About three weeks in, it was time for another update on just where we are, where we’re going, what’s happened, etc.
Howerver there’s a few things that got in between; a short vacation as well as a bit of bad luck with Covid19; but everything’s alive and kicking. Thank god for online software development.
On the 10th of August, I recorded a set of short videos just in between getting better from Covid and before having to leave for a short trip of two weeks.
It sadly too until today for me to get to posting them publically.
Below is a playlist of 10 videos that give an overview on where we stood on the 10th of August.
Picking up from where we left off then, I am happy to report that since then there’s been some progress on some of the mentioned areas already.
Baseless patches
Specifically, the issue discussed in part 8 (‘Specific issues with baseless patches’) has seen some approaches tested with promising results that allow us to get them into Gitea’s data-model properly and neatly.
The upshot is that we’re iterating through the data we get from Phabricator on every pull-request it has, checking for any info it hands us.

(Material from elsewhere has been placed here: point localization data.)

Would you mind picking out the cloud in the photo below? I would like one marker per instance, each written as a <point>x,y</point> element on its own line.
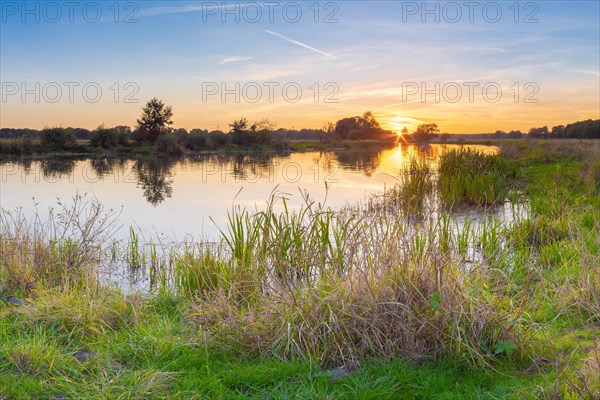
<point>298,43</point>
<point>230,59</point>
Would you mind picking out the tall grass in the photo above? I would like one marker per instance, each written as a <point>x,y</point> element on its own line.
<point>470,177</point>
<point>339,287</point>
<point>61,250</point>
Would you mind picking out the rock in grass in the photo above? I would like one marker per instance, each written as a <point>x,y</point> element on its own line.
<point>85,355</point>
<point>339,373</point>
<point>19,302</point>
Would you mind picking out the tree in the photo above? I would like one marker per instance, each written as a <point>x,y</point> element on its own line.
<point>365,127</point>
<point>425,132</point>
<point>536,133</point>
<point>239,126</point>
<point>557,131</point>
<point>369,121</point>
<point>154,122</point>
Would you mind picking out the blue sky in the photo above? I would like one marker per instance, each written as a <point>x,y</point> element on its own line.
<point>368,54</point>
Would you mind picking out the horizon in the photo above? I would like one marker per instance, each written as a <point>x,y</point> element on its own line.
<point>209,61</point>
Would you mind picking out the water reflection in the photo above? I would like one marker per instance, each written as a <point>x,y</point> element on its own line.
<point>156,177</point>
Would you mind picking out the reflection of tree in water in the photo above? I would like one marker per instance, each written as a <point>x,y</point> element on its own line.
<point>155,178</point>
<point>106,165</point>
<point>24,163</point>
<point>243,166</point>
<point>366,161</point>
<point>55,168</point>
<point>252,167</point>
<point>422,151</point>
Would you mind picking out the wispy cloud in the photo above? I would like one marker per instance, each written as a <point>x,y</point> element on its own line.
<point>230,59</point>
<point>298,43</point>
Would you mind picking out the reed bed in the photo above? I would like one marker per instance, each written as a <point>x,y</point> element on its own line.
<point>406,274</point>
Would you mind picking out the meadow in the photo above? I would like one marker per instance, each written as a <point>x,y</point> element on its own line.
<point>398,296</point>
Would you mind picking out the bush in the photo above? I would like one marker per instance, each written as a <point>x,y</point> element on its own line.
<point>167,145</point>
<point>59,138</point>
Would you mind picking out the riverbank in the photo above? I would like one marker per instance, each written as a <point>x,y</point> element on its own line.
<point>389,304</point>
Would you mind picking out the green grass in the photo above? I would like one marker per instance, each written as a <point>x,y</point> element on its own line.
<point>393,294</point>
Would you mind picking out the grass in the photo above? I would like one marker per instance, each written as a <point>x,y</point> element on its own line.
<point>413,298</point>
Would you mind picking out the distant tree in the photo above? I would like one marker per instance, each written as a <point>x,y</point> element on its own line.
<point>265,124</point>
<point>425,132</point>
<point>369,121</point>
<point>239,126</point>
<point>538,133</point>
<point>514,134</point>
<point>104,137</point>
<point>557,132</point>
<point>327,130</point>
<point>81,133</point>
<point>365,127</point>
<point>59,138</point>
<point>154,122</point>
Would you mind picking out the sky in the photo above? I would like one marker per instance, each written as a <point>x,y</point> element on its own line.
<point>470,67</point>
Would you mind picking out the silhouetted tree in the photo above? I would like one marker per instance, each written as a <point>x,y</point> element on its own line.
<point>425,132</point>
<point>154,122</point>
<point>155,178</point>
<point>239,126</point>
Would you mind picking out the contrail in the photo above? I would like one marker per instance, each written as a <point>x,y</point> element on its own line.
<point>287,39</point>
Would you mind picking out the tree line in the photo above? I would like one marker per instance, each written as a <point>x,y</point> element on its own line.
<point>154,130</point>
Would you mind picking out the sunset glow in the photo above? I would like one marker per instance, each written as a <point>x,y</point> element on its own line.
<point>214,66</point>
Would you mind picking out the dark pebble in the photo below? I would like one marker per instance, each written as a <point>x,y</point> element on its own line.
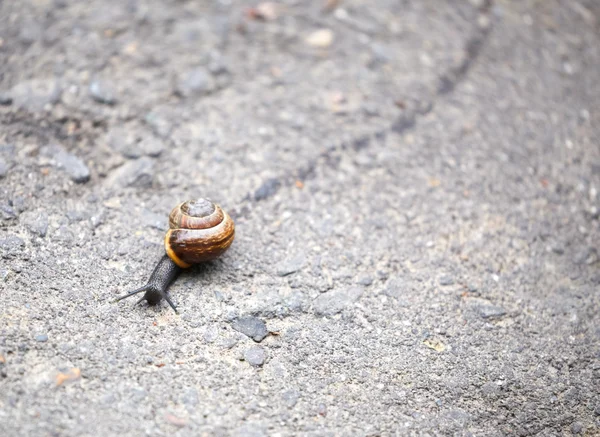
<point>252,327</point>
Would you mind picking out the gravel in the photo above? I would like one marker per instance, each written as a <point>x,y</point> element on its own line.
<point>411,146</point>
<point>103,91</point>
<point>336,301</point>
<point>35,222</point>
<point>73,166</point>
<point>252,327</point>
<point>255,356</point>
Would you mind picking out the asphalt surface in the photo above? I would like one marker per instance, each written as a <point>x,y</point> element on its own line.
<point>415,190</point>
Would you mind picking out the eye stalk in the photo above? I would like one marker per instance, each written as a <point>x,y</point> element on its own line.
<point>199,231</point>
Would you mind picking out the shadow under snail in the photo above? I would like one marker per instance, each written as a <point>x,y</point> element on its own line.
<point>199,231</point>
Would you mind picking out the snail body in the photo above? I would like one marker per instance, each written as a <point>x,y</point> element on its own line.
<point>199,231</point>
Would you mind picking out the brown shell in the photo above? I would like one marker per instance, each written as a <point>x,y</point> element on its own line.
<point>195,239</point>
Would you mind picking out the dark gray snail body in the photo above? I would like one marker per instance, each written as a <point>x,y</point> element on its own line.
<point>199,231</point>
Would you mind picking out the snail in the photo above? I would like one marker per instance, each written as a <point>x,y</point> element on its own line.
<point>199,231</point>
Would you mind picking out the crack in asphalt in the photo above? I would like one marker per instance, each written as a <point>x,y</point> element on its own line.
<point>447,83</point>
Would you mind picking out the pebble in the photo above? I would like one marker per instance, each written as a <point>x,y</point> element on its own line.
<point>138,173</point>
<point>446,280</point>
<point>335,301</point>
<point>103,91</point>
<point>5,99</point>
<point>7,211</point>
<point>291,265</point>
<point>154,220</point>
<point>365,280</point>
<point>11,244</point>
<point>487,310</point>
<point>267,189</point>
<point>321,38</point>
<point>190,397</point>
<point>291,397</point>
<point>132,144</point>
<point>198,81</point>
<point>3,168</point>
<point>252,327</point>
<point>255,356</point>
<point>35,222</point>
<point>151,146</point>
<point>36,94</point>
<point>124,141</point>
<point>69,163</point>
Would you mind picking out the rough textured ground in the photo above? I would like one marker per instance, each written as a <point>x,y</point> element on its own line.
<point>415,188</point>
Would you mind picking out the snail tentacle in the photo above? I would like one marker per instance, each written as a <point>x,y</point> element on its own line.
<point>165,272</point>
<point>199,231</point>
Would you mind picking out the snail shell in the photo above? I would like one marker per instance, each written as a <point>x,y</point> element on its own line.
<point>199,231</point>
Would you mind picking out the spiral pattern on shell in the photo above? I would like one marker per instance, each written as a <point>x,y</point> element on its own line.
<point>199,231</point>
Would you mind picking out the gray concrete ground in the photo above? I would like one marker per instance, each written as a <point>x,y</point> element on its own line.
<point>415,187</point>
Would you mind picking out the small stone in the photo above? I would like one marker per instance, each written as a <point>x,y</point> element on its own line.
<point>486,310</point>
<point>35,95</point>
<point>291,265</point>
<point>5,99</point>
<point>195,82</point>
<point>268,11</point>
<point>69,163</point>
<point>138,173</point>
<point>103,91</point>
<point>252,327</point>
<point>7,212</point>
<point>577,428</point>
<point>365,280</point>
<point>35,222</point>
<point>335,301</point>
<point>3,168</point>
<point>153,220</point>
<point>291,397</point>
<point>255,356</point>
<point>321,38</point>
<point>124,141</point>
<point>267,189</point>
<point>322,410</point>
<point>490,389</point>
<point>446,280</point>
<point>151,146</point>
<point>190,397</point>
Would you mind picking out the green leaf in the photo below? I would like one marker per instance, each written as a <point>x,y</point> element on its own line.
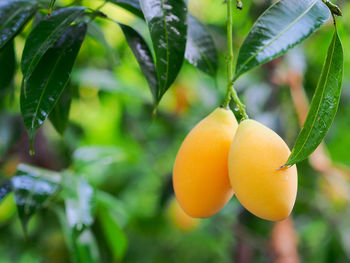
<point>79,199</point>
<point>281,27</point>
<point>50,77</point>
<point>7,68</point>
<point>97,34</point>
<point>59,116</point>
<point>167,23</point>
<point>132,6</point>
<point>44,36</point>
<point>323,106</point>
<point>5,189</point>
<point>113,217</point>
<point>143,55</point>
<point>33,188</point>
<point>200,49</point>
<point>13,17</point>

If we have a commit-hash for each patch-revision that’s part of the pullrequest/review , then we obviously have no real issues and can get the data properly into Gitea.
There are however pull-requests where there’s only one revision (typically the last) that has an associated commit-hash associated with it. In fact, there’s also quite a few that have NO commit-hash associated whatsoever. These are the troublesome ones, but it’d seem that using a git-bisect approach allows us to retro-actively come up with a *valid* (read: not necessarily correct) commit-hash that the patch applies cleanly to.
It is likely we’ll include some kind of attribute/comment to these to indicate they were ‘best match’ retrofits and not original data.
The issue of what to do with these kinds of ‘baseless patches’ was quite a complicating topic, so it’s nice to see that the first code-experiments of our suggested approach seem to be working out.
Next update
A next update is expected to land somewhere at the end of this week or the beginning of the next.
In Part 6 of your playlist, you asked for input, so here’s mine:
Yes, that sounds like a useful feature; but instead of adding an offset, you could encode them as odd/even: Task `n` would map to `2*n` in gitea, Differential `n` would map to `2*n+1`. The reverse mapping from gitea to phabricator is just divide by 2 and the remainder gives which type. If you have `k` types of data, multiply by `k` instead of 2.
A big thanks to you and all the other folks at Blender for all you do.